The oil marketing companies – Indian Oil (the biggest of the lot), HPCL (Hindustan Petroleum Corporation) and BPCL (Bharat Petroleum Corporation Limited) buy crude from downstream companies and then sell that at discounted rates, and in the process they incur huge losses.
These losses are subsidized by the government directly in the form of cash subsidy, and grants and by upstream oil companies – OIL (Oil India Limited), ONGC (Oil and Natural Gas Corporation) and GAIL (Gas Authority of India Limited). There is no fixed formula for deciding any of this, and periodic announcements tell people what the subsidy is going to be and who is going to share how much.
If you’re worried that the oil companies are screwing you, well, Indian Oil is India’s biggest company by sales, and it couldn’t even make a profit if it weren’t for the government grants, well that’s true for all oil marketing companies.
In fact, here is a chart based on data from IOC press release that details out how much profit oil marketing companies made last year, and how much assistance they got. The numbers speak for themselves.
Now, let’s look at the other two players.
Central and State Governments
The central and state governments come into play because of the taxes on petrol. There are many different forms of taxes, and I’m listing below the ones I could find. There may be others.
There is excise duty which is Rs. 14.45 per liter regardless of price of petrol and there were some noises earlier that the government might reduce excise duty to bring down the price of petrol but that never materialized.
VAT / Sales Tax
There is VAT as well which depends from one state to the other and Goa reduced this by Rs. 11 or the entire 20% in March this year. Then there is Sales tax and Entry tax in some states and I found a link which says that these amount to Rs. 19 in Karnataka. The rate of Sales tax / VAT which varies from 15% to 33% on the states.

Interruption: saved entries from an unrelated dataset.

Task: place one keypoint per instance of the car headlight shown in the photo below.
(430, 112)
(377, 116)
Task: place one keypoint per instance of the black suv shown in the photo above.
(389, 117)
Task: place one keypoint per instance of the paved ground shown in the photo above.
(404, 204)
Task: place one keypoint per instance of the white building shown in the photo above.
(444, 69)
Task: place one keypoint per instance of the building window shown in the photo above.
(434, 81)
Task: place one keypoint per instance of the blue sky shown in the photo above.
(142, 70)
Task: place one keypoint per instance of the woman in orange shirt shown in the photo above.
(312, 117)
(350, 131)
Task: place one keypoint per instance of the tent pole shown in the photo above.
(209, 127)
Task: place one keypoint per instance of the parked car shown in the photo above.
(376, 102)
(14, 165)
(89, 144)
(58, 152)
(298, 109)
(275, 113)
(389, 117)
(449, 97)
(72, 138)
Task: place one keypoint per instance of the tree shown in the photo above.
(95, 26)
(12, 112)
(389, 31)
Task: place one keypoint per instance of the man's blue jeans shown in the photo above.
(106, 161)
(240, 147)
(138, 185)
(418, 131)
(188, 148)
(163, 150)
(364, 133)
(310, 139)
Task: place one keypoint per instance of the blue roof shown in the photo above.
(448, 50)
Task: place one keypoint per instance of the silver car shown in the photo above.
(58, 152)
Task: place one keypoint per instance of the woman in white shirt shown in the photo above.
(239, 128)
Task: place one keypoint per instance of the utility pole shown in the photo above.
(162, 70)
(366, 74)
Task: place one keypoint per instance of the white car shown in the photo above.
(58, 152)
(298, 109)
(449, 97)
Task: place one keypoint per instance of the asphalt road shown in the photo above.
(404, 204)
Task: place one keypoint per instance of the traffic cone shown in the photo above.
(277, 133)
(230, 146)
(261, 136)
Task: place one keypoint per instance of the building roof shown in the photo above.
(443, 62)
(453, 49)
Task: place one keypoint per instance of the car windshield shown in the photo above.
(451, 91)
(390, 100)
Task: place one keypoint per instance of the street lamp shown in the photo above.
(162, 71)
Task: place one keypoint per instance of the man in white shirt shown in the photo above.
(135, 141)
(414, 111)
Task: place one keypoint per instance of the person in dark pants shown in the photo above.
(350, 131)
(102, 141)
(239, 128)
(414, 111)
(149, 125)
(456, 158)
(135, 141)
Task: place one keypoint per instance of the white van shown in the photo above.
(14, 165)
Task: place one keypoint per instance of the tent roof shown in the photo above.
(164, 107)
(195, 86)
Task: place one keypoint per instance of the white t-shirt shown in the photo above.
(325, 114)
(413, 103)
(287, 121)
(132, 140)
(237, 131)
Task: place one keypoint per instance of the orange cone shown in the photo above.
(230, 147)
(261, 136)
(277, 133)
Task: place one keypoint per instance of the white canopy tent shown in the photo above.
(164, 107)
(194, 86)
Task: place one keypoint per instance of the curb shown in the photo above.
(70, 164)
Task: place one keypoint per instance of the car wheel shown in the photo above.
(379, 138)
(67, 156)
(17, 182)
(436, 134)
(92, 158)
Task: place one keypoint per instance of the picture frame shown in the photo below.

There used to be a 5% Customs duty on crude oil but that was eliminated last year due to the heavy under recoveries faced by the oil companies.
There is however a 2.5% Import duty that is levied on crude oil which was reduced from 5% to 2.5% two years ago, and there were some murmurs that it will be reduced to zero but that didn’t happen.
Here is a chart that shows how much do taxes roughly account for as price of petrol.
Before you go on to say the taxes are very high, keep in mind that the government is running huge deficits, and if they reduce taxes they have to raise money from somewhere else, so it’s not a conspiracy by the government but a stark reality that the money has to come from somewhere. Having said that, with only 3% of the people paying taxes and huge under reporting going on in tax payments everywhere, petrol is not the only place where this money can come from. There are several other sources as well.
We have a very unusual and complex environment where diesel, LPG and Kerosene are hugely subsidized, cause a lot of losses to oil companies but it’s hard to decontrol their prices because of the “poor people” argument which it is quite hard to see how much of that is true, especially when you see pricy luxury diesel cars plying the road.
Then there are these companies that would have been making losses had it not been for government grants, but incredibly enough, they pay dividends too! The government gives them grants, and then they pay out dividends, and it has all gotten incredibly messy and hard to understand.
It doesn’t help that petrol is taxed so much and that can create an illusion that the government is stuffing people with these high prices.
I think it is best to look at all these players as separate entities if you really want to understand the situation rather than just lumping them together and calling them the big bad evil government.